Jacques Brel en concert à l'Olympia le 7 octobre 1966. Rue des Archives/Credit ©Rue des Archives/ AGIP

LES ARCHIVES DU FIGARO - Le 9 octobre 1978 l'artiste belge Jacques Brel s'éteignait en France à 49 ans. Quelques années auparavant, en 1963, il revenait pour Le Figaro Littéraire sur sa création artistique, ses maîtres, la poésie...

Il y a 40 ans, Jacques Brel, auteur, compositeur et interprète, décédait, d'une embolie pulmonaire, à l'hôpital franco-musulman de Bobigny. Il est enterré au cimetière marin d'Hiva-Oa, dans l'archipel des Marquises en Polynésie française. À l'occasion d'une série de concerts donnée à l'Olympia en 1963, l'artiste accordait une interview au Figaro Littéraire, dans laquelle il revenait sur la chanson, ses deux maîtres (Trenet et Brassens), la France...

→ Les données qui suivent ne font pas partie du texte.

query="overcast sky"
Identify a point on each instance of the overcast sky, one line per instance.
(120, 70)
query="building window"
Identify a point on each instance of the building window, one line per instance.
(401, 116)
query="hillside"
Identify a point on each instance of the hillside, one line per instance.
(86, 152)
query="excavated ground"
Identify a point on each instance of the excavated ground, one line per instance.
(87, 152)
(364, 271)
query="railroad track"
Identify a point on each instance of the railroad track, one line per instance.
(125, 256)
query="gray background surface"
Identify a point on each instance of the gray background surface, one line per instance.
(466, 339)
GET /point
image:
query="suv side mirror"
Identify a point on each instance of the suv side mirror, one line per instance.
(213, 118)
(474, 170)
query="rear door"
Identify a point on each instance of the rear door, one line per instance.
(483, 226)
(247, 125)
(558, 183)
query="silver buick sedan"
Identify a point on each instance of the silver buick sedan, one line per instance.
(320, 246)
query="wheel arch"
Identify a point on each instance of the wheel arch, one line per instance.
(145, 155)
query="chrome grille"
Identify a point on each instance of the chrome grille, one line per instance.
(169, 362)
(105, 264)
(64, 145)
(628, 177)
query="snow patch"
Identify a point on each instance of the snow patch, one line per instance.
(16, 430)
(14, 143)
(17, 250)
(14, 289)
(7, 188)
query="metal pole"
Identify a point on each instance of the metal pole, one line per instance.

Article paru dans Le Figaro Littéraire du 9 mars 1963.

Le Flamand Jacques Brel se reconnaît deux maîtres: Trenet et Brassens

- Je suis né à Bruxelles, le 8 avril 1929, me dit Jacques Brel. Dans une famille de la bourgeoisie industrielle. Mon père était Flamand, et ma mère zinneke... En patois bruxellois, cela signifie quelque chose comme corniaud: vous savez, ces chiens sans race qui ressemblent à des fox-terriers. J'ai fait mes humanités anciennes -lettres, latin et grec.

Que devez-vous à la Flandre?

Mes couleurs. Pourquoi, comment? Je ne sais. Peut-être parce que le paysage est plat et que le ciel se promène au-dessus de lui comme un rouleau à tarte. Ce côté plat est obsédant. Et la Flandre est une chose grise, avec toutes les nuances du gris... Brassens, qui est Méditerranéen, n'a pas besoin de mots violents, car le paysage du Midi est violent. Verhaeren, au contraire. Et Ghelderode! Bruegel, Van Eyck, Hais ont mis des montagnes dans leurs tableaux. La plaine donne envie d'une enflure, d'une démesure... À Menton, on dit «je t'aime» à une fille. Mais à Ninove (Flandre), tout est gris, il pleut, il pleuvra demain, son «je t'aime», il faut presque le hurler.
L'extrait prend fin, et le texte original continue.